Cette analyse ouvre une nouvelle perspective sur l’expansion coloniale de la Chine des Ming dans la Zomia. Bien sûr, l’histoire racontée ici ne change rien à ce qui s’est passé dans la longue durée, à savoir l’absorption progressive de la Zomia par le pouvoir impérial, largement achevée au xviiie siècleFootnote 112. Alors que la rhétorique impériale présenta cette absorption comme une mission civilisatrice, la réalité sur le terrain était bien plus complexe et marquée par un double phénomène de violence militaire et d’ethnicisation culturelle, clairement illustré par les cas du Duzhang et de Bozhou. Cependant, en mettant au cœur de l’analyse l’acquisition de main-d’œuvre, nous pouvons dépasser une lecture téléologique de l’incorporation des frontières et trouver un moment historique où la colonisation n’était pas encore une fatalité. Bien loin d’un projet expansionniste cohérent, l’État Ming adopta une gestion pragmatique et souvent improvisée de ses frontières. Au début de la dynastie, la cour avait intégré des nœuds stratégiques clefs, tels que le Duzhang, dans l’appareil bureaucratique officiel. Cependant, lorsque les coûts de l’administration directe se révélèrent prohibitifs, elle se montra disposée à revenir à une forme d’administration indirecte confiée aux chefs locaux. Dans le même temps, les Ming expérimentèrent également d’autres modes de contrôle, tels que les interventions juridiques volontaristes observées à Bozhou. Ces différentes stratégies ne reflétaient pas une logique coloniale unique, mais une réponse pragmatique et évolutive aux transformations des rapports du travail, de pouvoir et de résistance à la périphérie impériale.

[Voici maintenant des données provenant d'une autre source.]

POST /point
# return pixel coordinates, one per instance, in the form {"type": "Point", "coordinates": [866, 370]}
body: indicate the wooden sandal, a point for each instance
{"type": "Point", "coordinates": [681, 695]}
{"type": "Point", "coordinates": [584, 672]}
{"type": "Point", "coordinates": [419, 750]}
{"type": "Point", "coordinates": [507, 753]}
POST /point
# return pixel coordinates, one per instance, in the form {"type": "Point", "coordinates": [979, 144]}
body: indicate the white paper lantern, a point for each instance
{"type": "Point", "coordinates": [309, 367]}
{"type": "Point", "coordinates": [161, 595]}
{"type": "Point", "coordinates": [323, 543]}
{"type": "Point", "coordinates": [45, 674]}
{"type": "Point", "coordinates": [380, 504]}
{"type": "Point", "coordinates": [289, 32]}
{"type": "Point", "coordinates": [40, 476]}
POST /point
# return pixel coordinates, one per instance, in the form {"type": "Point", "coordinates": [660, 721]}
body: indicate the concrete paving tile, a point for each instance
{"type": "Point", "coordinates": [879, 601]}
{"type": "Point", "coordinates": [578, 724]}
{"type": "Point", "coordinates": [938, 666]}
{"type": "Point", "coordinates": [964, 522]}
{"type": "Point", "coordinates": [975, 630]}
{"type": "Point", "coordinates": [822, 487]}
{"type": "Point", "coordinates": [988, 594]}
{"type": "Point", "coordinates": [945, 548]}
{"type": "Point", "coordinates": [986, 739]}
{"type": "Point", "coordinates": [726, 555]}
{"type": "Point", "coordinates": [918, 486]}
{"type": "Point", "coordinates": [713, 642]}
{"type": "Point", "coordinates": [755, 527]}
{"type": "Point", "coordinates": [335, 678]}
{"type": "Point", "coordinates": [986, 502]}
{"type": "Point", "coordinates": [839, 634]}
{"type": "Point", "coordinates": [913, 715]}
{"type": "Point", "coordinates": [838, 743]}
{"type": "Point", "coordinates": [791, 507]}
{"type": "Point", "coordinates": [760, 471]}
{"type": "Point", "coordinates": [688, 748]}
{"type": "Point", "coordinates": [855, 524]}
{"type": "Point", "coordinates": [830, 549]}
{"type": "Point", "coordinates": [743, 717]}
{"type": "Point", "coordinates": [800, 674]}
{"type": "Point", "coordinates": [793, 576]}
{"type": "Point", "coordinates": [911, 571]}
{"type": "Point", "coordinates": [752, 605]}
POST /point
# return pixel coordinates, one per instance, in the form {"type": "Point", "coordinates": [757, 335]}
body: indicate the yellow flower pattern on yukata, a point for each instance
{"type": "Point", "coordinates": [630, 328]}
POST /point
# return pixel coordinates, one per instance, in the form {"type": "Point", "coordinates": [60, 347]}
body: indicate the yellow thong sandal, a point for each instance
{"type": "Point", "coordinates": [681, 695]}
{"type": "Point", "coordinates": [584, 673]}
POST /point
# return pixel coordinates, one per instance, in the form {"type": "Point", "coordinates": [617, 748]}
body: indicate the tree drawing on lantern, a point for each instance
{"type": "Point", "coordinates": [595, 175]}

C’est dans ce contexte de fluidité que l’État Ming se retrouva en concurrence directe avec des régimes autochtones qui émergeaient le long de sa frontière sud-ouest. Les deux camps avaient compris que le succès dépendait de leur capacité à mobiliser de la main-d’œuvre et des savoir-faire dans ces hautes terres faiblement peuplées. La concurrence féroce pour les ressources humaines entraîna une augmentation des flux migratoires et fit ensuite émerger des régimes hybrides tels que ceux de Bozhou et du Duzhang. Ces entités politiques ont tiré une influence politique et économique considérable de l’intégration des captifs et des migrants Ming, au point de mettre à mal le discours officiel Ming qui faisait des « barbares » des sujets passifs en attente de sinisation. En effet, ce n’est qu’après le démantèlement de ces régimes hybrides par l’armée Ming que des groupes tels que les populations autochtones de Bozhou furent requalifiés, dans le discours impérial, en « barbares » ethniquement distincts.
En définitive, ce qui était devenu « illisible » dans la Zomia sous la dynastie Ming, ce n’était pas la présence de réfugiés anarchistes fuyant l’État – comme le suggère la thèse de J. C. Scott –, mais le souvenir de ce moment hybride : une période d’interrègne instable et dynamique au cours de laquelle les migrations transfrontalières ont brouillé les frontières entre empire et périphérie, civilisation et barbarie, gouvernants et gouvernés.